Several factors, including patient age, surgeon experience, laser-related parameters, the implementation of early apical release, prostate volume, and enucleation technique, have been investigated in relation to postoperative urinary incontinence following AEEP. Furthermore, to enhance surgical effectiveness and reduce postoperative complications, numerous innovations have been introduced into the field by both surgeons and manufacturers. Another possible benefit of using smaller-caliber instruments in AEEP surgery is the potential to minimize mechanical sphincteric damage through miniaturization, thereby reducing early stress incontinence rates. Taha et al. reported that one-month incontinence rates were significantly lower in the MiLEP group. Notably, the 40% stress incontinence rate observed in the HoLEP group was higher than what has generally been reported in the literature [14]. Alves et al. conducted a study without a control group, precluding a direct comparison, while Schmidt et al. did not specifically address these factors [12, 15]. Owing to this gap in the literature, we prospectively compared both techniques in the present study. Although both incontinence and urethral stricture rates tended to be lower in the MiLEP group compared with the standard group, these differences did not reach statistical significance. A plausible explanation for this finding is that all procedures in both groups were performed by a single high-volume, experienced surgeon, which may have mitigated variability in outcomes.
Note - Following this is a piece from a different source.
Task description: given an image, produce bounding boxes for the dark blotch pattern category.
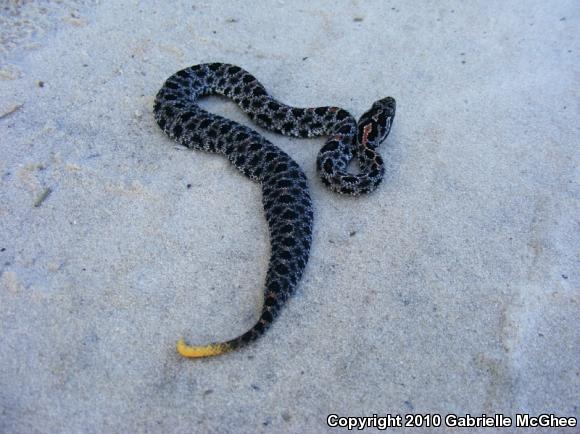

These findings have important clinical implications, particularly for patients with narrow urethras or those at increased risk of sphincteric injury, in whom miniaturized instruments may offer distinct advantages. Thus, MiLEP may be considered a valuable alternative to standard AEEP. Additionally, AEEP is a size independent procedure and it has an already well defined role for especially the huge glands. On the other hand, TURP is accepted as a standard procedure especially for the small sized prostates with its world-wide availability and low cost. However, the miniaturization of the instruments with its potential to create less urethral trauma also makes laser AEEP a good option for the small sized prostates.
This study has several limitations. The relatively short postoperative follow-up period may have contributed to the absence of significant differences between the groups. In addition, the non-randomized study design resulted in differences in median prostate volume between the groups and may have introduced selection bias. Differences in laser energy settings between the groups may also have complicated the comparison of enucleation efficiency expressed as g/min. Finally, the single-surgeon design may limit the generalizability of the findings, as all procedures were performed by a highly experienced surgeon; therefore, the observed outcomes may not be directly applicable to lower-volume centers or surgeons with varying levels of experience. Multicenter, randomized prospective studies are needed to address these limitations.
Conclusions
MiLEP with pulsed Thulium:YAG laser represents an effective modality for anatomic enucleation of the prostate. It was associated with comparable intraoperative efficiency and favorable postoperative functional outcomes compared to standard resectoscope size. Our findings suggest that MiLEP may be a suitable option for selected patients, particularly those with lower urethral compliance and smaller prostate volume.